Zerrissene Stasi-Akten: IT-Rekonstruktion laut Rechnungshof völlig gescheitert

Sogar händisch sind deutlich mehr Stasi-Dokumente rekonstruiert worden, als mit IT-Hilfe. Trotzdem gebe es keine Neuausrichtung, kritisiert der Rechnungshof.

In Pocket speichern vorlesen Druckansicht 66 Kommentare lesen

Zerissene Stasi-Unterlagen

(Bild: BArch)

Lesezeit: 3 Min.

Das Projekt zur virtuellen Rekonstruktion zerstörter Stasi-Akten ist dem Bundesrechnungshof zufolge "vollständig gescheitert". Sogar die zeitaufwendige Rekonstruktion der Papierschnipsel per Hand sei schneller als das IT-Verfahren, schreibt die Bundesbehörde in einem aktuellen Bericht. Demnach wurden seit Beginn der Arbeiten 1995 die Papierstücke aus 500 von insgesamt 16.000 Säcken manuell zusammengesetzt – 3,1 Prozent des Gesamtbestands. Mit dem 2007 begonnenen IT-Verfahren seien dagegen lediglich 23 Säcke erfolgreich bearbeitet worden, also 0,1 Prozent des Bestands – bei Gesamtkosten von 17 Millionen Euro allein dafür. Insgesamt würde es bei dem aktuellen Tempo noch 847 Jahre dauern, alle Dokument wieder herzustellen, schreibt das Finanzkontrollorgan.

Bei den Rekonstruktionsbemühungen geht es um Stasi-Unterlagen, die im Ministerium für Staatssicherheit (MfS) im Herbst 1989 zerrissen wurden, bis Bürgerrechtler dem Einhalt gebieten konnten. Fünf Jahre nach der Wiedervereinigung war dann damit begonnen worden, die Schnipsel händisch wieder zusammenzusetzen, um den Betroffenen die Dokumente der DDR-Geheimpolizei zugänglich zu machen. Das zeitraubende Vorgehen sollte dann nach der Jahrtausendwende mit IT beschleunigt werden. Das hat aber überhaupt nicht funktioniert und seit 2014 werden laut Bundesrechnungshof keine Dokumente mehr eingescannt. Seitdem laufen demnach nur noch wenig ergiebige Verhandlungen über eine Neuausrichtung des Projekts.

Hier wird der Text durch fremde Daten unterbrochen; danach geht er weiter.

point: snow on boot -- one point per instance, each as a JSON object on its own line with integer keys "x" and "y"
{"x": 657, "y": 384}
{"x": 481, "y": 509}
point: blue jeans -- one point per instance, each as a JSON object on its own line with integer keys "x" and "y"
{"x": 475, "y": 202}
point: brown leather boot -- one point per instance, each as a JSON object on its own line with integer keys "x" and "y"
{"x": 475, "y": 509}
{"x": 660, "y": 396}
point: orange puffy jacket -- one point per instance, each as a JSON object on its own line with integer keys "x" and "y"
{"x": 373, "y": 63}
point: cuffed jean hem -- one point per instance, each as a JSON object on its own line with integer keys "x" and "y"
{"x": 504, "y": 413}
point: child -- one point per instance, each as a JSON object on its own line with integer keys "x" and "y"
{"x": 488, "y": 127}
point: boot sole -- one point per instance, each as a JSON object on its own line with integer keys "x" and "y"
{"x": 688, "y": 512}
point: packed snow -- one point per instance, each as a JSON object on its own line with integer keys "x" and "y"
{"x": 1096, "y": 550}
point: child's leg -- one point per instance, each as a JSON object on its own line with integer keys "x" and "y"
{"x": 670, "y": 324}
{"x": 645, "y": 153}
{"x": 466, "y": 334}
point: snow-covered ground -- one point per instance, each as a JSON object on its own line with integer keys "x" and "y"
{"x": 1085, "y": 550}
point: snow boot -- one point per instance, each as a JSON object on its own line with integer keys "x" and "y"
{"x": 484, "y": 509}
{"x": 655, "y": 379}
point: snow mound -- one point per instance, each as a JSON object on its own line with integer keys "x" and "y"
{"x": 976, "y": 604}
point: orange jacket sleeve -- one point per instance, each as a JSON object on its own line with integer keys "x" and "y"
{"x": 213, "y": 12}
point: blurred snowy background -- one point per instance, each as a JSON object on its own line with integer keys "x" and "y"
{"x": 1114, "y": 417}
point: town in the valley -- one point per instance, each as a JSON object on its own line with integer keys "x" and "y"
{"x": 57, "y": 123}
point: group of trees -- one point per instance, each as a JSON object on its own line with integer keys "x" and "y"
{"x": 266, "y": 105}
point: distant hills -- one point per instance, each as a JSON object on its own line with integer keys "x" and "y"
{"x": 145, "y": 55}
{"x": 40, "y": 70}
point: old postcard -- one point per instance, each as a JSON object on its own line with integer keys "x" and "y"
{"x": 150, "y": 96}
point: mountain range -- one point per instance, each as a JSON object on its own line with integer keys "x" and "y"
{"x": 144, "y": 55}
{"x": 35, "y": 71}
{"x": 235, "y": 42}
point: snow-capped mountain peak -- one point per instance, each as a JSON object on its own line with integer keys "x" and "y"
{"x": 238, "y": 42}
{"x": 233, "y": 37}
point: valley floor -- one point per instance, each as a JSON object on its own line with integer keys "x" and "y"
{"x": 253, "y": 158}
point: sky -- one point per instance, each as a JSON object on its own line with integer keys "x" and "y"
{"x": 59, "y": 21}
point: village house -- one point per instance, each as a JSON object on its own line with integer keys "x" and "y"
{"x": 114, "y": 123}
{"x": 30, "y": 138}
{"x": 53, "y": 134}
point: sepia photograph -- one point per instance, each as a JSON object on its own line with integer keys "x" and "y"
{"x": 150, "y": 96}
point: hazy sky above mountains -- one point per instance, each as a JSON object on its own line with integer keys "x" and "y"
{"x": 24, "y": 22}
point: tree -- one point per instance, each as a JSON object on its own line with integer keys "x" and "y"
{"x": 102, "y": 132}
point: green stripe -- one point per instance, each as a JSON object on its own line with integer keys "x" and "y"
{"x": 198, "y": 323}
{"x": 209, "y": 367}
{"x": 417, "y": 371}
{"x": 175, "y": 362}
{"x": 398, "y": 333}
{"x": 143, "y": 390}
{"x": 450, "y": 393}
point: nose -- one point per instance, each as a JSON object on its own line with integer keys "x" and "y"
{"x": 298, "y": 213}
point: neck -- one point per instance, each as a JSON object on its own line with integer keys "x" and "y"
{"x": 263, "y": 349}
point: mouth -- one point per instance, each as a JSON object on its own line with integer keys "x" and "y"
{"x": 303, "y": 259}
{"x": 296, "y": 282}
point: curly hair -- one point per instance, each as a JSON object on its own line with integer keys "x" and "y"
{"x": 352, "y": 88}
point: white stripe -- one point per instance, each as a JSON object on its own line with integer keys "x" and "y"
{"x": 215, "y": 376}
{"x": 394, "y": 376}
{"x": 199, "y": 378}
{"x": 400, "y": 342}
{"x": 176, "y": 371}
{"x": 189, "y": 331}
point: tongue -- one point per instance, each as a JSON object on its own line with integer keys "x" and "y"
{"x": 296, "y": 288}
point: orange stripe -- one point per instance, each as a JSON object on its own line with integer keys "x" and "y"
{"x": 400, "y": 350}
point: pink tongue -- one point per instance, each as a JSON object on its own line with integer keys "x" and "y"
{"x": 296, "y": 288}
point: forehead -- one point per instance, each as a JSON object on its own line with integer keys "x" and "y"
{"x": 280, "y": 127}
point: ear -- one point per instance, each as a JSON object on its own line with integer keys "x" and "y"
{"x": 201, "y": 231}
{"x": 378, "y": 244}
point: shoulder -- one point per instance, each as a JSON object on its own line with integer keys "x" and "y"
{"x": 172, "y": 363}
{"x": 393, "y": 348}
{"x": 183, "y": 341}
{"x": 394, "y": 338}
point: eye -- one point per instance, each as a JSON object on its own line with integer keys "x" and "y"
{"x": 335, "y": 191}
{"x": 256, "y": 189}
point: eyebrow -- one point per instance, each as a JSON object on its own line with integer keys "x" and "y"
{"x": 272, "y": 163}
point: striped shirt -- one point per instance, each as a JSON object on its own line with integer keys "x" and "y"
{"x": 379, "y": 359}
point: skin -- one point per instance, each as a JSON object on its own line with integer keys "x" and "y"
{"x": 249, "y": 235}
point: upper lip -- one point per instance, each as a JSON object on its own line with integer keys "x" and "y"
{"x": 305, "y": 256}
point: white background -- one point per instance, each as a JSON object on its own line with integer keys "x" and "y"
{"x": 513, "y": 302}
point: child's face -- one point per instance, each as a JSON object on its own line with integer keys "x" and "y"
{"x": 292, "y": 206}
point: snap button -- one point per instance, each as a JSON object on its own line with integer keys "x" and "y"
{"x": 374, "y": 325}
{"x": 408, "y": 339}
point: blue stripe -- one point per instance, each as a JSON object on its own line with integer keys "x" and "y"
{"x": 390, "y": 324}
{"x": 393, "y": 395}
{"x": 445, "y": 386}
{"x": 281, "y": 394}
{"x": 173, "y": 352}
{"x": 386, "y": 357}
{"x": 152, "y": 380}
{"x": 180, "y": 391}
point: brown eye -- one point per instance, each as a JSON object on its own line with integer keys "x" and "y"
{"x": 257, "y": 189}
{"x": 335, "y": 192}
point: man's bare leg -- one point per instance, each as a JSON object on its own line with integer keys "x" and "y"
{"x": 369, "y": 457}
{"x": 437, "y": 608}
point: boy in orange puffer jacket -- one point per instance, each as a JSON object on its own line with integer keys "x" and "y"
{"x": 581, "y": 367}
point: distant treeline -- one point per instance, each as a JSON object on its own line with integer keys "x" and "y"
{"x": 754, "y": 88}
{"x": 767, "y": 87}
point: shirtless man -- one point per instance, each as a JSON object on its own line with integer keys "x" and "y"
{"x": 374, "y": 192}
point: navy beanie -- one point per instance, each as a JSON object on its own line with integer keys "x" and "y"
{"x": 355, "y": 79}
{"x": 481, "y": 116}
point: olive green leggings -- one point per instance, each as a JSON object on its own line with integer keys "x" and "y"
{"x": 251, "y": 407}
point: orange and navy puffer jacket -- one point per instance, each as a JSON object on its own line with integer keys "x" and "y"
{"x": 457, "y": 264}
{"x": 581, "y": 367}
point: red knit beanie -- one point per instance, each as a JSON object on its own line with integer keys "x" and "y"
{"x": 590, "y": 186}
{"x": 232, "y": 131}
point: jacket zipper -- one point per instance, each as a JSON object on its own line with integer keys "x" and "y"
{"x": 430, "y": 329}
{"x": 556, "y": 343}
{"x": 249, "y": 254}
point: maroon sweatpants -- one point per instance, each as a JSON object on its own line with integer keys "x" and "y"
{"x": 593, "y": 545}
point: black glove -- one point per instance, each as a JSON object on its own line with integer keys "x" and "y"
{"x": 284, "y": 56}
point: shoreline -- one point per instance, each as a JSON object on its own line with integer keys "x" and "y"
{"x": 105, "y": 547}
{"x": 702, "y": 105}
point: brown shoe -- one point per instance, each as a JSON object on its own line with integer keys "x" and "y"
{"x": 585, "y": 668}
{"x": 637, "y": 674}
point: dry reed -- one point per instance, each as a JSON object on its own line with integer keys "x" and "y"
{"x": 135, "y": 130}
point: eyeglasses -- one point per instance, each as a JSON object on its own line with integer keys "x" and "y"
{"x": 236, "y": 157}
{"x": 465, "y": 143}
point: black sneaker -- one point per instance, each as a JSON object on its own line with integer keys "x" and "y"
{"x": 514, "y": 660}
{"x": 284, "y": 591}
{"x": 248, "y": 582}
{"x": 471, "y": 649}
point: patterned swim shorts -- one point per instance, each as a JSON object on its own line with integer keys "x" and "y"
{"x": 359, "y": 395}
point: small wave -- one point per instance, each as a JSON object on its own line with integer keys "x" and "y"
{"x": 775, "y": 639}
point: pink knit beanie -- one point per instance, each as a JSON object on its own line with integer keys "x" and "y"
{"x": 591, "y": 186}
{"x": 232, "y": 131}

Die Papierschnipsel lagen bis 2021 in der Verantwortung des Bundesbeauftragten für die Stasi-Unterlagen. Inzwischen wurden die Bestände in das Bundesarchiv überführt, die Wiederherstellung der Dokumente ist dessen gesetzliche Aufgabe. Während sie aber seit fast zehn Jahren nicht vorankommt, sieht die dafür zuständige Beauftragte der Bundesregierung für Kultur und Medien das Projekt der virtuellen Rekonstruktion nicht als gescheitert an. Lediglich das Pilotprojekt sei "zu einem negativen Ergebnis gekommen", ein immanentes Risiko bei Forschungsaufträgen. Seit 2017 wolle man erreichen, dass das beauftragte Fraunhofer-Institut für Produktionsanlagen und Konstruktionstechnik die Scan-Technik und die Puzzle-Software anpassen. Weil es darauf nicht eingehe, sollen die Verträge nun gekündigt werden. Danach soll die virtuelle Wiederherstellung neu angegangen werden.

Der Bundesrechnungshof ist von der Stellungnahme der Bundesregierung nicht überzeugt und weist darauf hin, dass man nicht 10 Jahre lang annehmen könne, dass es kein alternatives Verfahren gebe, ohne das zu prüfen. Spätestens 2013 habe man das Forschungsprojekt evaluieren und gegebenenfalls beenden müssen. Moniert werden nicht nur die Ausgaben in Höhe von 17 Millionen Euro, für die es im Gegenzug quasi nichts gegeben hat. Die Behörde weist darauf hin, dass es nicht nur darum gehe, einem gesetzlichen Auftrag nachzukommen, sondern auch darum, "dass die Auskunftsberechtigten die Unterlagen noch zu Lebzeiten einsehen können".